Converting frame formats There are several HD as well as SD formats. Most common are HD 1280x720 pixels with 50 or 60 progressive frames /second (50p or 60p), and 'full HD' 1920x1080 with 50 interlaced frames/second (50i). Cheap comcorders may also deliver 25p or 30p, better ones 50p or 60p, even in full HD.
We may also want to convert HD to SD or vice versa.

For resizing and i/p conversion, VirtualDub has a complete set of built-in filters:

The deinterlace-filter can convert 25i to 50p or 30i to 60p

The opposite, 'Interlace', converts 50p to 25i or 60p to 30i (attention: thi is lossy)

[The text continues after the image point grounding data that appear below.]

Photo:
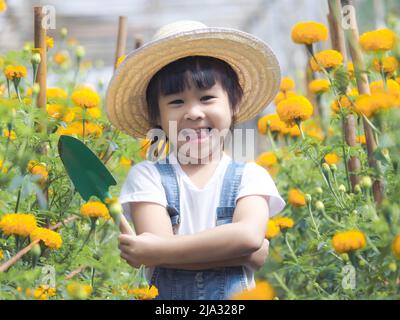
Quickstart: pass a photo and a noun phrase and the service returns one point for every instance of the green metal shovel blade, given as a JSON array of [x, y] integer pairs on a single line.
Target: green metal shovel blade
[[88, 174]]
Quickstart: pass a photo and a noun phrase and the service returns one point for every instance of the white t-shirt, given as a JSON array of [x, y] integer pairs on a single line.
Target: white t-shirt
[[197, 206]]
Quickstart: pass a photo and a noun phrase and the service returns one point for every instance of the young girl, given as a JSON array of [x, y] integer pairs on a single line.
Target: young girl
[[200, 217]]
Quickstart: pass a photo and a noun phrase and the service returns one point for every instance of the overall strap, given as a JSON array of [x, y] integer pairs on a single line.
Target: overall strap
[[230, 186], [170, 184]]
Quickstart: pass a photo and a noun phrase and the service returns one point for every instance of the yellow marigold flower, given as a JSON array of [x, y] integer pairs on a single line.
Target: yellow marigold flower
[[3, 6], [331, 158], [60, 57], [95, 209], [79, 291], [361, 139], [120, 59], [309, 32], [271, 122], [125, 162], [287, 84], [267, 159], [348, 241], [396, 246], [50, 238], [49, 42], [389, 64], [284, 222], [145, 293], [56, 93], [262, 291], [272, 230], [295, 131], [294, 109], [319, 86], [327, 59], [15, 72], [9, 134], [283, 95], [43, 292], [378, 40], [18, 224], [296, 198], [55, 110], [86, 98]]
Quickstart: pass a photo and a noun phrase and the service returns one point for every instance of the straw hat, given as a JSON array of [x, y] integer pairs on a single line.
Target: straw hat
[[252, 59]]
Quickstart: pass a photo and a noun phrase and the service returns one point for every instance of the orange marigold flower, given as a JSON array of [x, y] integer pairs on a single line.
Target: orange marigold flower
[[262, 291], [331, 158], [309, 32], [396, 246], [272, 230], [50, 238], [15, 72], [85, 98], [284, 222], [319, 86], [378, 40], [145, 293], [283, 95], [327, 59], [19, 224], [95, 209], [294, 109], [348, 241], [296, 198], [287, 84], [267, 159]]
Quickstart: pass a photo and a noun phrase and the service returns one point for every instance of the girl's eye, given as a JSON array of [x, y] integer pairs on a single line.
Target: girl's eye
[[207, 97], [176, 102]]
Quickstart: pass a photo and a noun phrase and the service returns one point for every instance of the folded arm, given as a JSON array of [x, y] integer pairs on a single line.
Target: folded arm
[[238, 243]]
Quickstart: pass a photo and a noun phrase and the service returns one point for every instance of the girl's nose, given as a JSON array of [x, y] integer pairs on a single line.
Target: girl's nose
[[194, 112]]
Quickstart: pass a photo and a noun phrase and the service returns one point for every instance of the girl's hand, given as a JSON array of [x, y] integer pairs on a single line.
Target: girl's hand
[[257, 259], [143, 249]]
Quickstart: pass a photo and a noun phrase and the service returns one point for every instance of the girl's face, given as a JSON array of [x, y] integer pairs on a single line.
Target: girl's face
[[200, 118]]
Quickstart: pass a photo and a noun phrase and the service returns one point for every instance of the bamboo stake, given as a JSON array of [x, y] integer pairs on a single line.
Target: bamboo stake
[[121, 39], [4, 267], [338, 43], [40, 42], [352, 36]]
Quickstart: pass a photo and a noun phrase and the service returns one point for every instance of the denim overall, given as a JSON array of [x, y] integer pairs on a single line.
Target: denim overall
[[211, 284]]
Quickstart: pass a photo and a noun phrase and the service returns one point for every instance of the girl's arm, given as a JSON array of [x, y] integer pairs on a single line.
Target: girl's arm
[[240, 238]]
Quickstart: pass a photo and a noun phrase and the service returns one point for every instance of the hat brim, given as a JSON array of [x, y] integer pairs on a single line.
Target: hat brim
[[252, 59]]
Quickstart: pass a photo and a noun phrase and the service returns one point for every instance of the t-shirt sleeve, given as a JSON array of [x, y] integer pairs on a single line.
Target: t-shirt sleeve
[[142, 184], [257, 181]]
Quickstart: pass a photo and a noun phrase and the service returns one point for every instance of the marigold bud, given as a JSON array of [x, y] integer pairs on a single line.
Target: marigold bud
[[326, 168], [366, 182], [35, 59], [320, 205]]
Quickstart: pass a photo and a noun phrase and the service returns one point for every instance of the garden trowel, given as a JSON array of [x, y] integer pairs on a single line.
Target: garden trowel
[[88, 174]]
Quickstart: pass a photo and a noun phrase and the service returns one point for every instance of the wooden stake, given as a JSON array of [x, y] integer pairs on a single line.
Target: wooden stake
[[338, 44], [352, 36], [40, 42], [121, 39]]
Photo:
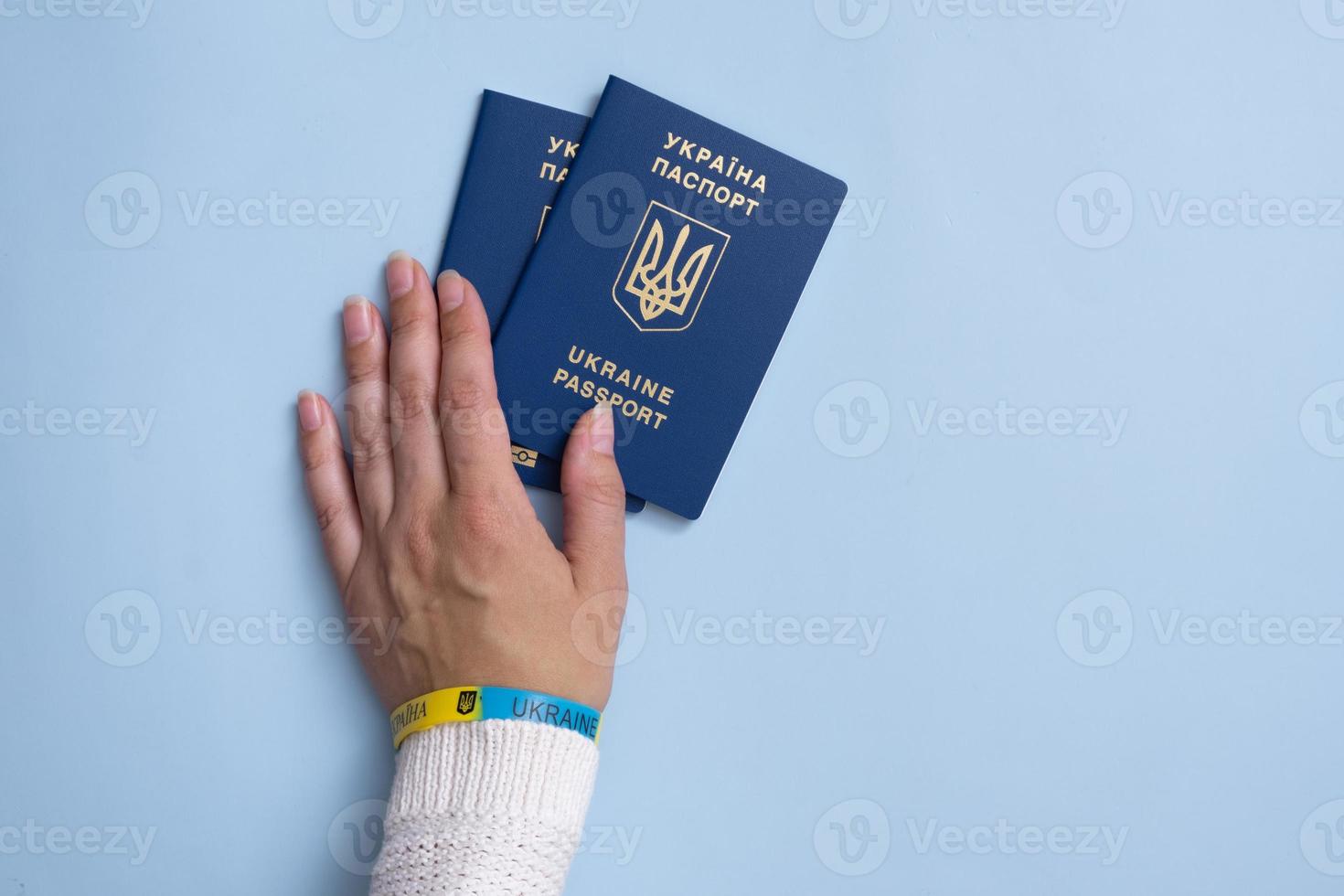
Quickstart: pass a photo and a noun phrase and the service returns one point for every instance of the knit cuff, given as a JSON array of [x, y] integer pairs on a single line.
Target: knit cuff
[[485, 807]]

Resizing interlaced material would require to resize both fields separately,
or to deinterlace, then resize, then interlace again (all not ideal).
The simple way is to use the Interlaced checkbox of the resize filter.

-- to be continued --


Useful Tools

DVBviewer full version
toolame/toolameGUI and VFAPI converter: See doom9.
ffdshow contains several codecs, e.g. the fast MPEG4 decoder may be interesting.
AVIdemux a universal encoder/processor that also handles AVC, MP4 etc. Can encode to AVC (H.264) MP4 in good quality.
CoreAVC fast playback codec for AVC (H.264); but better get one that supprts your graphic hardware acceleration.
AC3ACM AC3 decoder for media player, Virtualdub etc.
Media Player Classic Home Cinema (MPCHC)
XVID HDTV capable MPEG4 (H.263, not h.264) compliant codec
HC-Encoder is the best freeware MPEG2 encoder and capable of HDTV. More at the mpeg2 page.
AVIsynth is useful feeding input to HC-Encoder, and for many other tasks.